Malaria researcher Dr. Nekoye Otsyula is working toward the day when the disease is a distant memory. Photo: PATH/Eric Becker.
Dr. Nekoye Otsyula is committed to beating the disease that nearly killed her daughter
The terrible irony was not lost on Dr. Nekoye Otsyula as she sat beside her two-year-old daughter’s hospital bed: a veteran malaria researcher’s daughter had been struck down by malaria.
For four harrowing days, Nekoye watched her daughter struggle to bounce back from the life-threatening illness. And she felt her professional commitment to malaria research harden into a personal passion to eliminate the disease.
“Seeing your child, who was previously active and playing, now unable to move…You stop looking at malaria as a researcher,” she says. “You look at it now as a mom.”
Progress toward a vaccine
Nekoye has worked alongside other scientists at the KEMRI/Walter Reed Project’s Kombewa Clinical Research Center on trials of the most clinically advanced malaria vaccine candidate. Support for the vaccine candidate, called RTS,S, has come from the PATH Malaria Vaccine Initiative, together with partner GlaxoSmithKline Vaccines and scientists at 11 trial sites in seven African countries.
As a staff physician, Nekoye provides medical care for children in the trials. As a sub-investigator and research officer, she is involved in two studies of the vaccine candidate—a large trial to determine the efficacy of the vaccine and a smaller trial with children who are HIV positive.
The pivotal phase 3 efficacy trial was designed to provide data about RTS,S in different malaria parasite transmission settings and different age groups, as well as information on the impact of a booster dose. The results help the World Health Organization develop policy recommendations, paving the way for African nations to decide whether to use the vaccine as part of their immunization programs.
Kenya’s malaria capital
Nekoye calls the area where she lives and works in western Kenya the country’s “malaria capital,” where the disease is a leading cause of death for children under age five. Malaria is so common in the communities that ring Lake Victoria that many people are resigned to the disease and may not seek treatment until it’s too late.
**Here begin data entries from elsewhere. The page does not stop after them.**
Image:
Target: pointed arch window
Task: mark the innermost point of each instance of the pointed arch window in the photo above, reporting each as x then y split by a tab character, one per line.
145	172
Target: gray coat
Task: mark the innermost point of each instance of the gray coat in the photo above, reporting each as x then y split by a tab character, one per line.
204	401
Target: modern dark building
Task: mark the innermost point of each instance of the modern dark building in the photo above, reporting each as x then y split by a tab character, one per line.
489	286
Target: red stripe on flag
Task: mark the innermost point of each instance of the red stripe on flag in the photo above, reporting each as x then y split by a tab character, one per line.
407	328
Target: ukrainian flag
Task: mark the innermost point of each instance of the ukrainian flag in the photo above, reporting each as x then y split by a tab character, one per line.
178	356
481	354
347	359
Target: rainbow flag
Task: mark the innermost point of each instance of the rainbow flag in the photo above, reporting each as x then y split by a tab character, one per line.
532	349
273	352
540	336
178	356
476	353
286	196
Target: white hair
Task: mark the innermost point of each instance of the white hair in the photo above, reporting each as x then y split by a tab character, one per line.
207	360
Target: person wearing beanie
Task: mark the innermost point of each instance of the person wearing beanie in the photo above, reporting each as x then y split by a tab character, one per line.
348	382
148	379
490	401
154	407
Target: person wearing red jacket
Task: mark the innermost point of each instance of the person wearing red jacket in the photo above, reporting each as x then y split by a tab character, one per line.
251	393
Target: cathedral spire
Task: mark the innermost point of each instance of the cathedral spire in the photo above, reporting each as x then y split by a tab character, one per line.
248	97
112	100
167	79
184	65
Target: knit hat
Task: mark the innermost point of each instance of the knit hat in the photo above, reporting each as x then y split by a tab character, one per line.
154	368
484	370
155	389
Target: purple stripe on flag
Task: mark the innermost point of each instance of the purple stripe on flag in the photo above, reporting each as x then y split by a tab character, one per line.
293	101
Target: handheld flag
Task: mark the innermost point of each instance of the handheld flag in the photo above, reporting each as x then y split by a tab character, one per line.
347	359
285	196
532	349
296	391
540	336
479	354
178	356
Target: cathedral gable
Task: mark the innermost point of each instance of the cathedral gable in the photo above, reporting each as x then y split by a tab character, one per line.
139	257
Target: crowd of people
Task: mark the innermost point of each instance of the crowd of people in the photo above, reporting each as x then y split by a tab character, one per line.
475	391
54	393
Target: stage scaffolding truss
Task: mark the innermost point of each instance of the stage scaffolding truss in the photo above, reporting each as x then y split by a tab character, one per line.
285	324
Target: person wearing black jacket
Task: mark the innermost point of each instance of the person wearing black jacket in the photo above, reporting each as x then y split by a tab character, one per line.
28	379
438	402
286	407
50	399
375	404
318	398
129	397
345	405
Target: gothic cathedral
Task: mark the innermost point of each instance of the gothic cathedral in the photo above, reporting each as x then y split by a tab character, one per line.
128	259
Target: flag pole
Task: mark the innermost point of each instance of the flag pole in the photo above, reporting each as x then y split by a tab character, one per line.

If the vaccine trial is successful, Nekoye is hopeful that a malaria vaccine will be a powerful addition to the tools available to fight malaria, including insecticide-treated bednets, proper treatment, and accurate diagnosis.
“If you have all those [tools] working together, it means more children can be in school every day. It means more mothers…and more fathers can be working to raise money for their families,” she says.
Taking malaria personally
Nekoye, a 2005 graduate of the University of Nairobi medical school, suffered from malaria as both a child and an adult. But when her daughter got sick, Nekoye’s perspective on malaria changed.
Her daughter came down with a fever and vomiting suddenly one night and by the next day had grown listless and unresponsive. Nekoye rushed her to a pediatrician, who admitted her to the hospital with malaria. Over the next four days, the girl slowly improved until she completely recovered.
Nearly losing her daughter to the disease has deepened Nekoye’s understanding of malaria’s toll on families and children. “It gives me passion and spirit and strength to work on this trial,” she says. “And then we can move on and deal with other diseases.”
Toasting the end of malaria
Malaria’s toll is measured not just in lives lost, but also in lost income, lost economic opportunity, and lost learning time. Nekoye sees a malaria vaccine as a key step toward improving Kenya’s overall health and economic prospects.
“I look forward to the day when we can toast the prospect of reduced maternal and childhood deaths, improved school attendance, improved chances that children can go to college or learn a trade, and improved social and economic status,” she says—a day when malaria no longer drains Kenya’s resources and devastates families.